Worry at DIMS 'overkill'
DIMS are defined as any investment service where the adviser does not refer to the client for every decision.
From December this year, anyone who wants to continue to offer class DIMS services will have to be licenced, including those who offer model portfolios with minor changes available.
Only those who offer a very personalised service will not.
The move is believed to be a response to the collapse of Ross Asset Management.
But adviser Jordi Garcia said the new rules seemed to go too far.
His own business, NZ Financial Planning, was one that could potentially have to be licensed under the new rules – but that would not make sense for it or its clients.
Garcia said the business used a master trust type structure, without much discretionary management.
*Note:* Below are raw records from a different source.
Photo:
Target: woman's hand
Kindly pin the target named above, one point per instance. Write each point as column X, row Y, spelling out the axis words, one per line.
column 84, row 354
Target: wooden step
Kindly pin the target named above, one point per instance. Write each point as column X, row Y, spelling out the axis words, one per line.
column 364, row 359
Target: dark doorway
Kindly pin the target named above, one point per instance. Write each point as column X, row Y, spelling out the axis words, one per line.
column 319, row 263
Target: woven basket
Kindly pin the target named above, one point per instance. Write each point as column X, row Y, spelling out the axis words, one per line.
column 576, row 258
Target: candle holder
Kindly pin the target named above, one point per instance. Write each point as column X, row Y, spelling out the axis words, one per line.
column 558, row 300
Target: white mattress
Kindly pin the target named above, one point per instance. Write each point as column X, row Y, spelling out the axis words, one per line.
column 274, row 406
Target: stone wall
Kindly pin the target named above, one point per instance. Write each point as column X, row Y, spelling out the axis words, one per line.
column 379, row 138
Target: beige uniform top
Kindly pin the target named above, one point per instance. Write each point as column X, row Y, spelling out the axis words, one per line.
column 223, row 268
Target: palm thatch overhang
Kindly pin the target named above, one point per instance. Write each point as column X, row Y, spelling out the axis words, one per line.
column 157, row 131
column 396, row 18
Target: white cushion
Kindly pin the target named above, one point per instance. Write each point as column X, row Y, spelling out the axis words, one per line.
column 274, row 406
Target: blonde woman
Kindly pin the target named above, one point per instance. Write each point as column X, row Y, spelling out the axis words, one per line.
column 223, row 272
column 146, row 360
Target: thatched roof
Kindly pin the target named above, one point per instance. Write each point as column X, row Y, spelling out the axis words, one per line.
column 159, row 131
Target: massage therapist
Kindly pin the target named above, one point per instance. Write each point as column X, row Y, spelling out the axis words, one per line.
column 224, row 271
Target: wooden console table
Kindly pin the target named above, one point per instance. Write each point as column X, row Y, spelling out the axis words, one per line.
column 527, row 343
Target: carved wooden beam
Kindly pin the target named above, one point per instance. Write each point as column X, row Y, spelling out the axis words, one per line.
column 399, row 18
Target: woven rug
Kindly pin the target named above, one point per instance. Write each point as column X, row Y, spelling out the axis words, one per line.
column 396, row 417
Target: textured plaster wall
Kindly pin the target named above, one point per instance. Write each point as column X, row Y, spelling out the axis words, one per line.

But there was limited discretion for the firm to rebalance agreed mandates depending on market movements.
“If we continue to allow this, it sits under the DIMS category, which for us is nuts. And the impact for the clients is huge because of the amount of paperwork they would get.”
The business would have to have all its clients sign off on the fact that had it had discretion and provide a new prospectus and investment statement as well as require regular client reviews.
It would also face compulsory periodic reporting on asset holdings and values, investment returns, fees, and transactions carried out, consistent with proposed reporting requirements for other forms of managed investment arrangements.
He said NZ Financial Planning was arguing with the FMA that what it provided was not a true DIMS at all. “This is not a David Ross scenario.”
Ben Brinkerhoff, of NZ Wealth, agreed it seemed an overreaction that would not benefit clients.
He said while the idea that anyone who made decisions on the behalf of a client needed to be tightly regulated sounded like a good one, in practice it could mean lots of advisers started asking clients to sign off on every decision. “What are you solving? Investments are like soap, the more you handle them, the smaller they get.”
He said the moves would create a lot of pain for the industry.